Cenneti anaların ayakları altına seren bir dinin mensupları olarak acaba annelerimize gereken değeri verdiğimizi hiç sorguladık mı? Hangi annemizin eli öpülesi değil ki? Ama gel gör ki anne adayları bu kıymetin farkında olmaya biliyorlar. Çocuk yetiştirmek dünyanın en büyük mesleğidir diye düşünüyorum. Geleceğe dair söz hakkımız olsun istiyorsak bu böyle. Hayırlı bir evlat iyi miras olsa gerek.
Geleceğin mimarları diplomalı mühendis veya mimarlar değil, Allah’ın(c.c) ahlakıyla ahlaklanan “anneler” olacaktır.

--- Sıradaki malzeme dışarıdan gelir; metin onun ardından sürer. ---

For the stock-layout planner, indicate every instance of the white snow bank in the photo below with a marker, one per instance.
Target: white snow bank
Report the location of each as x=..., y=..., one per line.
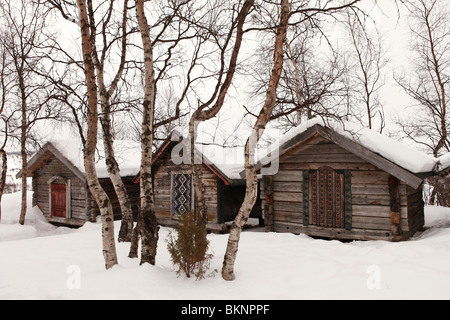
x=68, y=264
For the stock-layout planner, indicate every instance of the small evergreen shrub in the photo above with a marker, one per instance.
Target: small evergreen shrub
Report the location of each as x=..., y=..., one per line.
x=188, y=249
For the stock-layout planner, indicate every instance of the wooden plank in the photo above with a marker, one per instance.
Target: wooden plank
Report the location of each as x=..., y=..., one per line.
x=288, y=175
x=394, y=196
x=337, y=166
x=305, y=193
x=288, y=186
x=354, y=234
x=321, y=158
x=287, y=196
x=288, y=206
x=348, y=200
x=370, y=177
x=287, y=216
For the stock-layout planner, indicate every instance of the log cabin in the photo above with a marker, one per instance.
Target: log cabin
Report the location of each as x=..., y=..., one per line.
x=59, y=182
x=173, y=189
x=342, y=182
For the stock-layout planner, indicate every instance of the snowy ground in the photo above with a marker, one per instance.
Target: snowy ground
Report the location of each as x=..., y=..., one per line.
x=40, y=261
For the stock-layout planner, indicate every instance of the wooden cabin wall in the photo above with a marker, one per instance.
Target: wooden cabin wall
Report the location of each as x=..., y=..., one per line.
x=54, y=167
x=370, y=198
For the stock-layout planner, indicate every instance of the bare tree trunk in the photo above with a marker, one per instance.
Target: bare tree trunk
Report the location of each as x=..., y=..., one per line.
x=148, y=225
x=112, y=166
x=101, y=198
x=202, y=115
x=23, y=151
x=258, y=129
x=3, y=177
x=126, y=227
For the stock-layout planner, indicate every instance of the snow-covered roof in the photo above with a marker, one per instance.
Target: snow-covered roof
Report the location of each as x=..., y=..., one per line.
x=127, y=154
x=396, y=152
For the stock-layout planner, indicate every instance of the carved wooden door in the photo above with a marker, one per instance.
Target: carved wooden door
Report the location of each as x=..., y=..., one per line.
x=327, y=203
x=181, y=193
x=58, y=201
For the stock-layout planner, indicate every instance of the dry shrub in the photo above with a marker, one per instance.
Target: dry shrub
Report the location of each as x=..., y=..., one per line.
x=188, y=249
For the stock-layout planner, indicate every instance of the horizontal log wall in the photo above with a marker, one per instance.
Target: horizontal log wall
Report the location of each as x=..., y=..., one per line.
x=371, y=212
x=53, y=167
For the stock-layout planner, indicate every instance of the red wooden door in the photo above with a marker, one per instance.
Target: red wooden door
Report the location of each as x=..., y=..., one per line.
x=58, y=200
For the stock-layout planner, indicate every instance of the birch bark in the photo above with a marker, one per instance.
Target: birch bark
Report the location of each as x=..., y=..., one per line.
x=101, y=198
x=148, y=225
x=250, y=146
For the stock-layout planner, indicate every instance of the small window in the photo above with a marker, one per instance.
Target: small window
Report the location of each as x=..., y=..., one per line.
x=327, y=198
x=181, y=193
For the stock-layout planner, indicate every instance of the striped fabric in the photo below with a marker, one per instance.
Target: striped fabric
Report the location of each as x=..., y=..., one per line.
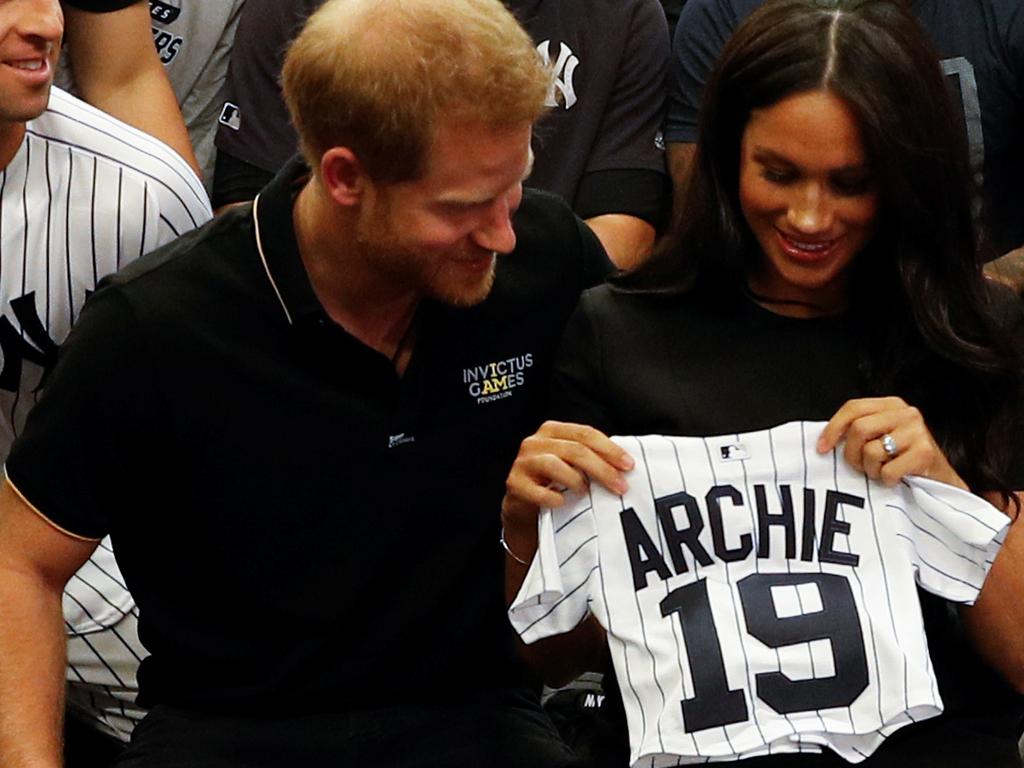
x=84, y=195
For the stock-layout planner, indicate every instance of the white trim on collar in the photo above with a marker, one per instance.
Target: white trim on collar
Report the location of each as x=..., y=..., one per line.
x=266, y=267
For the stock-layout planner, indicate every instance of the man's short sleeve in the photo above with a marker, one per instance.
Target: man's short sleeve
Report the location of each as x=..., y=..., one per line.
x=628, y=137
x=704, y=28
x=255, y=126
x=81, y=450
x=625, y=171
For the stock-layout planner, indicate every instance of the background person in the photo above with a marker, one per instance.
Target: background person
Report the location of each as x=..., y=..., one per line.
x=81, y=195
x=598, y=146
x=823, y=268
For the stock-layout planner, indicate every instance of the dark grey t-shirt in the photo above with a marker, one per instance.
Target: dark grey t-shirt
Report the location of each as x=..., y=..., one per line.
x=982, y=48
x=599, y=147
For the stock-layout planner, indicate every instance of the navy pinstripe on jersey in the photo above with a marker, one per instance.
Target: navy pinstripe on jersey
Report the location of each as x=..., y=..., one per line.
x=83, y=196
x=759, y=597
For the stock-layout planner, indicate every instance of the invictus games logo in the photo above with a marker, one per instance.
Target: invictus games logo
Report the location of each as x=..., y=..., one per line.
x=562, y=91
x=495, y=381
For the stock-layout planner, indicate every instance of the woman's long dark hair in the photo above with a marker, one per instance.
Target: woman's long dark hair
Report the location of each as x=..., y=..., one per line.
x=918, y=289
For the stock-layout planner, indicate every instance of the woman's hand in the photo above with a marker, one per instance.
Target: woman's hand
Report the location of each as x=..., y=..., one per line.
x=887, y=439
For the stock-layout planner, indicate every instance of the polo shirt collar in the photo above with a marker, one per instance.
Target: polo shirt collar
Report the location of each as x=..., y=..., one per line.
x=279, y=248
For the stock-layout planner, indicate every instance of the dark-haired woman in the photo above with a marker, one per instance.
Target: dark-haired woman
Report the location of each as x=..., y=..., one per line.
x=824, y=268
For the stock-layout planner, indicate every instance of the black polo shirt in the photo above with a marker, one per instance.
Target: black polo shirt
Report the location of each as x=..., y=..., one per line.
x=301, y=527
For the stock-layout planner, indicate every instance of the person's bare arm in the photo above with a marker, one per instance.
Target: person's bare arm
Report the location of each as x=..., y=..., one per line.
x=627, y=240
x=995, y=622
x=117, y=69
x=36, y=560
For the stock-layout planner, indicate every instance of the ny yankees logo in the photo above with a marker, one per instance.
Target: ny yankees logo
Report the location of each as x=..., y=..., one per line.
x=16, y=349
x=562, y=91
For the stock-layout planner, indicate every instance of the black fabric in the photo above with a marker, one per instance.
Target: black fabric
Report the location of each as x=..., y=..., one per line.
x=236, y=180
x=673, y=365
x=260, y=132
x=505, y=729
x=302, y=529
x=99, y=6
x=612, y=126
x=982, y=50
x=610, y=58
x=84, y=747
x=636, y=193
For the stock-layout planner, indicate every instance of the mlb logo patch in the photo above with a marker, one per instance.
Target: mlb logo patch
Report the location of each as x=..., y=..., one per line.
x=230, y=116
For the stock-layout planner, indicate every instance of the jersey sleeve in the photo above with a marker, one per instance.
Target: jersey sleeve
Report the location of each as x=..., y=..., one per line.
x=953, y=538
x=81, y=455
x=555, y=595
x=700, y=34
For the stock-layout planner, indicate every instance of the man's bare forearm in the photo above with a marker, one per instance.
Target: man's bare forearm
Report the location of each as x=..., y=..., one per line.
x=36, y=560
x=32, y=672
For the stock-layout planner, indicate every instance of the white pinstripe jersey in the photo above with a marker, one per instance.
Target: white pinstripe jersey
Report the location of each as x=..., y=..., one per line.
x=84, y=195
x=759, y=597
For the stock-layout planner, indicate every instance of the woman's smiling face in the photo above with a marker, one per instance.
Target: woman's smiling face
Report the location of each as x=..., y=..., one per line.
x=808, y=196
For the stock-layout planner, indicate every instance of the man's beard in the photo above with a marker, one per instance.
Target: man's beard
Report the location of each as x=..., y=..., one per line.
x=408, y=267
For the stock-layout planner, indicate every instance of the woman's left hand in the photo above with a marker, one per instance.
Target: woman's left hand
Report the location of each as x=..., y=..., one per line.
x=887, y=439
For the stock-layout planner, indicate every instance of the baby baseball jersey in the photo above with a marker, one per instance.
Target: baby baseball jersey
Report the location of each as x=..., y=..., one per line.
x=759, y=597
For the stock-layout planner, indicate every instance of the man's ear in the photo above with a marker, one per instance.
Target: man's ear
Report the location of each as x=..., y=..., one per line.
x=343, y=175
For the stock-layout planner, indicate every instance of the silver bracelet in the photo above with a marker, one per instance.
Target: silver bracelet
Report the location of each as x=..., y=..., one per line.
x=510, y=553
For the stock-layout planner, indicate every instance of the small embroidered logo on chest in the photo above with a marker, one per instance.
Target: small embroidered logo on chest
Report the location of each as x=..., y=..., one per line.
x=734, y=452
x=401, y=438
x=562, y=92
x=497, y=380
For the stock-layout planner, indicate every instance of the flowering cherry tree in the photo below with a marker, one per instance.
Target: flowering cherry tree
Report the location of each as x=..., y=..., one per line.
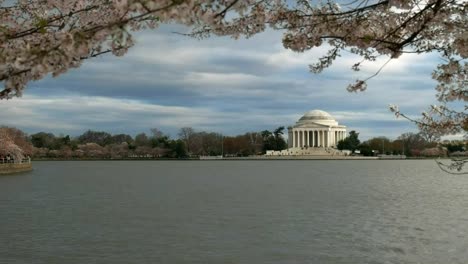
x=8, y=146
x=38, y=38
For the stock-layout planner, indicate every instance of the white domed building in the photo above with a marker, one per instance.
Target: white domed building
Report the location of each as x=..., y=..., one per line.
x=315, y=129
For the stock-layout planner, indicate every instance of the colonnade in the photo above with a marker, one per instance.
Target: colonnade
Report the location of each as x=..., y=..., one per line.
x=315, y=137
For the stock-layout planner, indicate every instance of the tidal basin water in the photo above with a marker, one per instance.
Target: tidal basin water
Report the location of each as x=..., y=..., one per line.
x=234, y=212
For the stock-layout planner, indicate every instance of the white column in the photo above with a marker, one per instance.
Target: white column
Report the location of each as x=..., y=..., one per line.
x=295, y=138
x=327, y=139
x=320, y=138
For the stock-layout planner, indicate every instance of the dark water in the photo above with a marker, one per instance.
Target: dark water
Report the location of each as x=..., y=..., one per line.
x=234, y=212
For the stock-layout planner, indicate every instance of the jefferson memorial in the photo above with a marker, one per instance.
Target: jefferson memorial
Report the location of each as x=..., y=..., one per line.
x=315, y=128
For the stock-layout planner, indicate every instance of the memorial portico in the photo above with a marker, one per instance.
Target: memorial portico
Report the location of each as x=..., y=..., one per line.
x=316, y=129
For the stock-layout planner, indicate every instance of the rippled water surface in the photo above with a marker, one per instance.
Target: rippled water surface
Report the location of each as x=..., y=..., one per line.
x=234, y=212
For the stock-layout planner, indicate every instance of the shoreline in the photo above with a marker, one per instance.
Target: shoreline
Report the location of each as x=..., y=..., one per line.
x=265, y=158
x=13, y=168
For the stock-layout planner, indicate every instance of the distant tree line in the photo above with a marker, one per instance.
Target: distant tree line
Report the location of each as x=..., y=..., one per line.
x=409, y=144
x=189, y=144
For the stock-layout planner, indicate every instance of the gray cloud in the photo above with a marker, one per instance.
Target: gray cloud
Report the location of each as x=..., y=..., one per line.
x=169, y=81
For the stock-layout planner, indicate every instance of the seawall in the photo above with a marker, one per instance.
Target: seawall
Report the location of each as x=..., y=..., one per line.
x=9, y=168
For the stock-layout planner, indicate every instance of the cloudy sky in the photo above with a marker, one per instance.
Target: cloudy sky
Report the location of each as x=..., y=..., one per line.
x=169, y=81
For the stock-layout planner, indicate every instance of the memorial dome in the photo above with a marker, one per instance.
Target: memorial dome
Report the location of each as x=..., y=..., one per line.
x=317, y=117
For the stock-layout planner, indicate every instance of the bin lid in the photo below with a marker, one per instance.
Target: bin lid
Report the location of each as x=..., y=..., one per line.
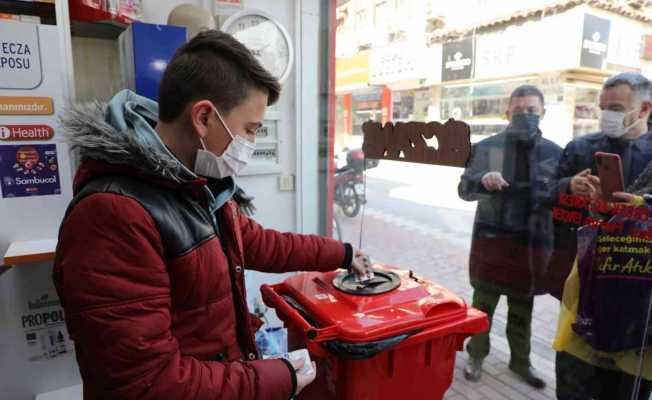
x=382, y=282
x=416, y=304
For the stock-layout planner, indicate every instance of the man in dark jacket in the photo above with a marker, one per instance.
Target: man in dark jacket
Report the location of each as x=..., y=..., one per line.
x=510, y=175
x=152, y=252
x=626, y=104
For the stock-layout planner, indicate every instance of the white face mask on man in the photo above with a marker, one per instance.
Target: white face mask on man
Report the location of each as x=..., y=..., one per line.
x=235, y=157
x=611, y=123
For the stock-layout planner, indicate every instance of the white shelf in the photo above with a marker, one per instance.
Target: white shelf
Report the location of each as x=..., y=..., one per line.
x=30, y=251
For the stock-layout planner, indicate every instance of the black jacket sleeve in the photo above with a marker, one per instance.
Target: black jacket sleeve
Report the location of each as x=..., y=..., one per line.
x=470, y=187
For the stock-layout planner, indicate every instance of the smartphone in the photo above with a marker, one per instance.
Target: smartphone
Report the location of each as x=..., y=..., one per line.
x=610, y=171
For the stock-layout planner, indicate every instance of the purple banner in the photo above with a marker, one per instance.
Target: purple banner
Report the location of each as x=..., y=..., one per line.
x=31, y=170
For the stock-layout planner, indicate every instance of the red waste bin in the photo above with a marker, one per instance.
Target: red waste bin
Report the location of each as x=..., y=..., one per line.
x=395, y=338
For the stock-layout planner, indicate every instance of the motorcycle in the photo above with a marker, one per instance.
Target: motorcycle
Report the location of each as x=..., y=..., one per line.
x=349, y=182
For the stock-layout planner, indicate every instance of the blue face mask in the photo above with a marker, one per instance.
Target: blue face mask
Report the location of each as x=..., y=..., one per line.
x=525, y=125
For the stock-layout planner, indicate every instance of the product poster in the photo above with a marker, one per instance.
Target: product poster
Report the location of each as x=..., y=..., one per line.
x=29, y=170
x=44, y=329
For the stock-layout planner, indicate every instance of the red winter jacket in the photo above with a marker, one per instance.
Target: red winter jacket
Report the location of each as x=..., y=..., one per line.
x=155, y=299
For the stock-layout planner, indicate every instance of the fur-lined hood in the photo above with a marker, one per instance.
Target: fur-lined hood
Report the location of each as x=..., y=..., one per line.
x=121, y=135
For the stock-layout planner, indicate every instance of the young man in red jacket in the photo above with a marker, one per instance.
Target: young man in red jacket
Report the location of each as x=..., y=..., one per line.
x=152, y=251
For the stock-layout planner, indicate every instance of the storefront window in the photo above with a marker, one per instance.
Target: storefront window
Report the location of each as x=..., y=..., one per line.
x=507, y=232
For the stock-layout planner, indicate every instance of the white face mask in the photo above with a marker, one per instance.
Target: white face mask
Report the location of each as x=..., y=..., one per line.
x=611, y=123
x=235, y=157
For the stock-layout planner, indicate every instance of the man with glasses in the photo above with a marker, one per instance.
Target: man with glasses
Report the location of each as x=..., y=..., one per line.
x=626, y=104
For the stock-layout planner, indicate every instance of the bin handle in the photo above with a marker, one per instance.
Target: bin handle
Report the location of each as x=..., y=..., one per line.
x=272, y=299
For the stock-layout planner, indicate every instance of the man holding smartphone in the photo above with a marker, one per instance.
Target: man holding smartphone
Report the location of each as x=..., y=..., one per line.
x=626, y=104
x=510, y=174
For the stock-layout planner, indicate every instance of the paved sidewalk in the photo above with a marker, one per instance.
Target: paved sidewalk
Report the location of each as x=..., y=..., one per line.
x=442, y=256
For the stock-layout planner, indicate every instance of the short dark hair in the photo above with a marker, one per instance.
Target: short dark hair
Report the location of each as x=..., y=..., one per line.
x=640, y=85
x=527, y=90
x=214, y=66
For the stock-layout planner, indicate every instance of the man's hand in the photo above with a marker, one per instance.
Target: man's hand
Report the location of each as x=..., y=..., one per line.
x=493, y=181
x=361, y=264
x=303, y=380
x=580, y=184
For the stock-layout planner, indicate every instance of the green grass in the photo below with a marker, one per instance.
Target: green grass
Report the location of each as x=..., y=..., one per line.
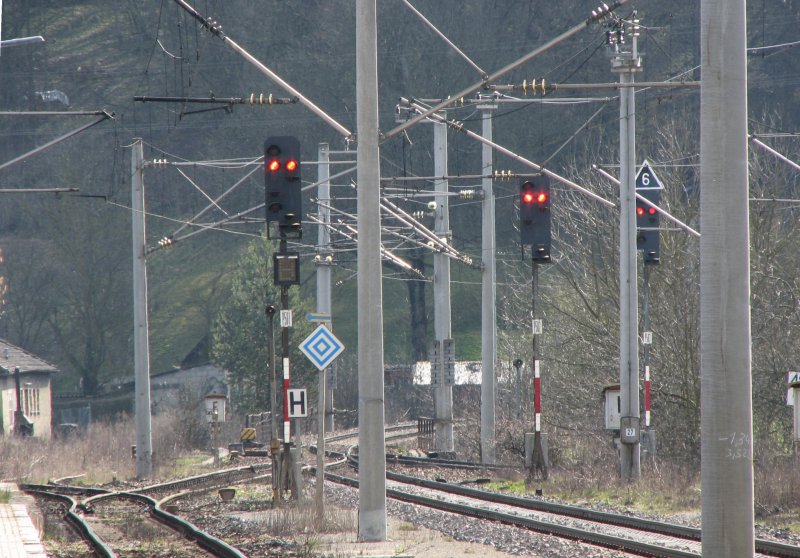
x=642, y=497
x=188, y=464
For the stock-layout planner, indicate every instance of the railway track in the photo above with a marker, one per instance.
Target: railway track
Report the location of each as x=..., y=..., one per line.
x=616, y=531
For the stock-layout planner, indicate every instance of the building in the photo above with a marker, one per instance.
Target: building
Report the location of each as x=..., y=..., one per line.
x=25, y=385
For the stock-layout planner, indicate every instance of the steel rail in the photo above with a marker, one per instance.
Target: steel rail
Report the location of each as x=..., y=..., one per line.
x=599, y=539
x=186, y=529
x=72, y=518
x=763, y=546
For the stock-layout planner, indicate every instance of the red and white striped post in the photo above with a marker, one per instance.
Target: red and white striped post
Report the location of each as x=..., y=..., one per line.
x=537, y=397
x=647, y=396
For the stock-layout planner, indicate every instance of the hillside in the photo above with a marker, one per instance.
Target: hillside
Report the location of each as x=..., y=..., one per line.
x=74, y=252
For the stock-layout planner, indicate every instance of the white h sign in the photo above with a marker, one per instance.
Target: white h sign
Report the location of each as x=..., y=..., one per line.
x=297, y=403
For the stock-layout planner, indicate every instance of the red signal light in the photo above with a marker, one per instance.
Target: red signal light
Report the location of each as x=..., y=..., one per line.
x=527, y=197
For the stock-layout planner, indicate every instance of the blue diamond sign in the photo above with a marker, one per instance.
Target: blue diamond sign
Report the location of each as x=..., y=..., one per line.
x=321, y=347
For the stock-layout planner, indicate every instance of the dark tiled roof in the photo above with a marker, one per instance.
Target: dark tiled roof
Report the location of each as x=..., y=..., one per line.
x=12, y=357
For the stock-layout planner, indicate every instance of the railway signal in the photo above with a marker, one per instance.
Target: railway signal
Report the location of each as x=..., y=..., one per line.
x=283, y=199
x=534, y=212
x=647, y=216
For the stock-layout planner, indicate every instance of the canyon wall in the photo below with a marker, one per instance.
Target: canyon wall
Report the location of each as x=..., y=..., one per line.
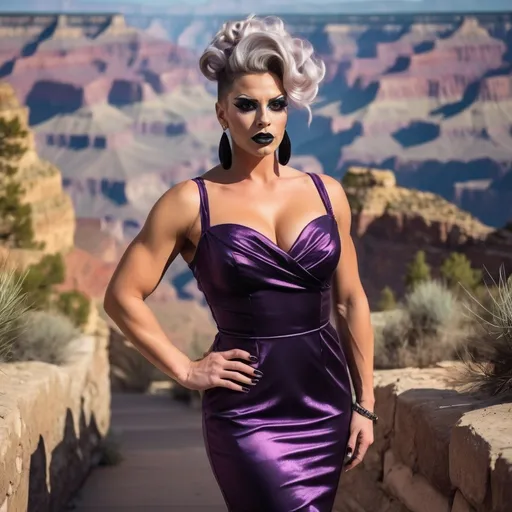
x=434, y=449
x=391, y=223
x=53, y=421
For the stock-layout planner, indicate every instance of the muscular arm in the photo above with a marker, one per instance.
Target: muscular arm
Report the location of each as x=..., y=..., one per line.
x=351, y=308
x=140, y=270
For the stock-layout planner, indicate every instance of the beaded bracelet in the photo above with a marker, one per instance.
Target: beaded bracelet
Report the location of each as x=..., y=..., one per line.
x=365, y=412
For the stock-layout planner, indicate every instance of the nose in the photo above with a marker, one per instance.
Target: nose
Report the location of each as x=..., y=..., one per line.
x=263, y=119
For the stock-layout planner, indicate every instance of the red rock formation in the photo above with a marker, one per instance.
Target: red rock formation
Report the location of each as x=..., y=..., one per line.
x=390, y=224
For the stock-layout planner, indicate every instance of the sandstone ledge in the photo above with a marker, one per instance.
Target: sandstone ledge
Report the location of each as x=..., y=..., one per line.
x=434, y=449
x=51, y=421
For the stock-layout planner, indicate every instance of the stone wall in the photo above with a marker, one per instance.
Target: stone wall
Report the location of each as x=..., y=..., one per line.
x=435, y=450
x=52, y=419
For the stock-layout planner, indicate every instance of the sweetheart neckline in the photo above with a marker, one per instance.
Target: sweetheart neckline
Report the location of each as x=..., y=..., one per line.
x=265, y=238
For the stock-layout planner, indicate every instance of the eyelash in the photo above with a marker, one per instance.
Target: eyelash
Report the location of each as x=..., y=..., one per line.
x=281, y=104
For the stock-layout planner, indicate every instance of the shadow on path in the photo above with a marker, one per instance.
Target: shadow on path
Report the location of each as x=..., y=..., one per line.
x=165, y=465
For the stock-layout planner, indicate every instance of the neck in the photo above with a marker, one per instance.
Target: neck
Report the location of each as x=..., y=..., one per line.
x=250, y=167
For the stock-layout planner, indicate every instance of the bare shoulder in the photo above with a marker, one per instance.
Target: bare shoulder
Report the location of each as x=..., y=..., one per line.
x=177, y=207
x=335, y=190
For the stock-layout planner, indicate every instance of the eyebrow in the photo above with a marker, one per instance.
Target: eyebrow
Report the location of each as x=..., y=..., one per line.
x=252, y=99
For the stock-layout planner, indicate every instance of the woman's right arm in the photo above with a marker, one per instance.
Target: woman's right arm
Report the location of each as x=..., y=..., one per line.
x=139, y=272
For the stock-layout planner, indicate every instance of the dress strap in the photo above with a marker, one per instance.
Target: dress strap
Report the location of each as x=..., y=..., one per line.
x=204, y=205
x=322, y=191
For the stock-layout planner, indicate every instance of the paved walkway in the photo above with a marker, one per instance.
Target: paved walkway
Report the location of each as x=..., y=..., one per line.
x=165, y=466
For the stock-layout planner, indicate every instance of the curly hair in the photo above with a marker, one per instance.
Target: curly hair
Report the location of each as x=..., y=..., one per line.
x=259, y=45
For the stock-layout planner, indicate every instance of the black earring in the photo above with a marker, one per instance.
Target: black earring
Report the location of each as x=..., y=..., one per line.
x=285, y=149
x=225, y=151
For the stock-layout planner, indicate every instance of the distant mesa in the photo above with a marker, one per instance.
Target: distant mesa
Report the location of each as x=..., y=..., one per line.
x=418, y=132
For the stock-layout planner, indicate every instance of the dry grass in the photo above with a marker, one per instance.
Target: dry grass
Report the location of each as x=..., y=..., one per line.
x=426, y=328
x=13, y=307
x=45, y=336
x=488, y=357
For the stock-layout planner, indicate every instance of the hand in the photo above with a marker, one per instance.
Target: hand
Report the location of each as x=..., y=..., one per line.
x=361, y=438
x=216, y=368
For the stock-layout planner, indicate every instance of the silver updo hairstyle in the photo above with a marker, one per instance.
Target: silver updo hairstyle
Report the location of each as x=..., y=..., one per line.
x=259, y=45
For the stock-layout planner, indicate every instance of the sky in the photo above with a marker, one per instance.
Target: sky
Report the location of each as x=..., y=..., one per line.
x=310, y=6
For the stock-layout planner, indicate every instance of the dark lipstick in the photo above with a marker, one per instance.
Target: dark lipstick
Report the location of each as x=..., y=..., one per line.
x=263, y=138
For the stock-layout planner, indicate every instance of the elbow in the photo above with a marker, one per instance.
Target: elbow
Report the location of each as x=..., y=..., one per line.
x=110, y=303
x=355, y=299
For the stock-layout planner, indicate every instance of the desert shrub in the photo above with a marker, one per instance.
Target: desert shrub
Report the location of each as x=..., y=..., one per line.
x=75, y=305
x=47, y=337
x=427, y=327
x=387, y=300
x=13, y=307
x=487, y=359
x=40, y=279
x=457, y=271
x=418, y=271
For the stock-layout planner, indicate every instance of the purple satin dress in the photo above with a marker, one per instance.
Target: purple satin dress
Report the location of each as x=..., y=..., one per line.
x=279, y=447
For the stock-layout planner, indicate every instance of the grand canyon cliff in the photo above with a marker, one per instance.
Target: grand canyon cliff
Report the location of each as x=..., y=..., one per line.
x=121, y=108
x=428, y=97
x=391, y=223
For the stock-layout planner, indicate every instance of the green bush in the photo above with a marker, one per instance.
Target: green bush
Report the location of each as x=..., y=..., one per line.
x=418, y=271
x=456, y=270
x=13, y=307
x=427, y=327
x=431, y=307
x=487, y=360
x=47, y=337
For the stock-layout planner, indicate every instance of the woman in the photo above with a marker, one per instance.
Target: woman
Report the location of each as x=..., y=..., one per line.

Geleceğe yatırım yapmak gibi bir derdimiz varsa ahlaklı fertler yetiştirmeliyiz. Bunu başarabilmek içinde referansımızı Kur’an’dan almak zorundayız. Kur’an’ın inşa etmediği fertleri, şeytan işğal ediyor.
Gelinen nokta gözlerimizin önünde. Gençliğin nereye gittiği meçhul. Elimizden ne geliyorsa yapmaya koyulmalı. Yalanın sermaye olduğu, emniyetin yitirildiği, mahremiyetin ayaklar altına alındığı, saygıdan eser kalmadığı, ahlakın çöktüğü bir dönemden geçiyoruz.
Elimizi çabuk tutmalı. Ne kurtarırsak kardır hesabıyla hareket etmeli. Gidenler bizden gidiyor. Kayıp bizim kaybımız. Kayıtsız kalmak yakışmaz bize. Durmak zamanı değil. Ayağa kalkıp silkinme vakti. Uykularımızı feda etmenin zamanı… Şafak sökmeden yola koyulmak lazım. Nerde olursak olalım, hangi şartta olursak elbette ki yapılacak bir şeyler vardır. Umutsuzluğa kaplamak yok.
“Le tehzen innallaha meene” nebevi tevekkülü kuşanıp sabredenlerden olacağız. Yüreklerimizdeki dualarımızın dillerimize vurma zamanı… sessizliğimizi bozma vakti.
Kur’an-ı Kerimin her ayetinde kendimizi muhatap kabul etmeliyiz. İyi okumak, iyi anlamak, iyi dinlemek, iyi yaşamak, iyi aktarmak en büyük hedefimiz olmalı.